Under questioning it was also clear from Steve that many of the problems with political management were the result of coalitionary Government: On the one hand, the complexity of running parallel processes of political clearance, on the other, the required policy span of each special advisor given David Camerons commitment to employing fewer SpAds and the fact that overall complement had to be divided between the two parties.
Finally, it was suggested to Hilton and, to be fair, he didn’t strongly disagree, that Downing Street had been rather naïve at the outset of the Government’s term . When I met the first head of policy in Number Ten a few months after the election he told me that everyone was united across Whitehall and that he only needed small team of political advisors as he could rely on the good and united intentions of other departments, including the Treasury.
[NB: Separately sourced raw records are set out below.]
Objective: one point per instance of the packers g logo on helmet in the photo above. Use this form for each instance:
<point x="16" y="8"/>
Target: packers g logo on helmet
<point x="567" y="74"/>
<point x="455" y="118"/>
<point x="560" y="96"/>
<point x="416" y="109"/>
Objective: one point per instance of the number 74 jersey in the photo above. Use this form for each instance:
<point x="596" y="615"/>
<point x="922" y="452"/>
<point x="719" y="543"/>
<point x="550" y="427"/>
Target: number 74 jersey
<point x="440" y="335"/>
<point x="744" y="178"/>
In vain did I warn him that things would change, but after the ghastliness of the later years of Blair Brown he was keen to believe that his Government could avoid Whitehall factionalism. Within eighteen months he had resigned.
In relation to any significant policy, and even if the Coalition parties are agreed, – there will be three different perspectives: Number Ten’s which will – or should- focus on the overall strategic coherence and message of Government, the Treasury’s which will be obsessed with money and quantitative measurement, and the department which will often have sponsored the policy in question and have an eye to the stakeholders it has to deal with every day. Notwithstanding the shameful disfunctionality of internal Government relations under late Blair and Brown (something on which the aforementioned McBride will no doubt have strong views), at its best this tripartite system subjects all policy to effective and reasonably comprehensive pre-scrutiny both in the formal setting of cabinet committees (where other ministers can often act as adjudicators) and in more ad hoc communication between ministers and between officials.
But in the early stages of this Government, Number Ten – partly, I suspect as a result of the personal closeness between Cameron and Osborne - simply didn’t get that it had to be a strong voice in policy debates. As a consequence the deal making in Whitehall was overeen by the Treasury (HMT always tends to have more power in periods of austerity) and ran along the lines of ‘as long as you don’t spend more money than we are willing to give you, you can do whatever damn thing you like’.
This helps to explain why there were so many flawed policies and U-turns in the Coalition’s first two years. And also why the PM’s big and commendable idea of the Big Society was allowed to wither on the vine.
So, Steve Hilton’s insights are well worth listening to and it may indeed be – as the eminent Lord Hennessy has said – that relations between minsters and civil servants are now at an all-time low. But I suspect it is also the case that in his interpretation of what went wrong, Steve is being no less political as a commentator than he was as an insider.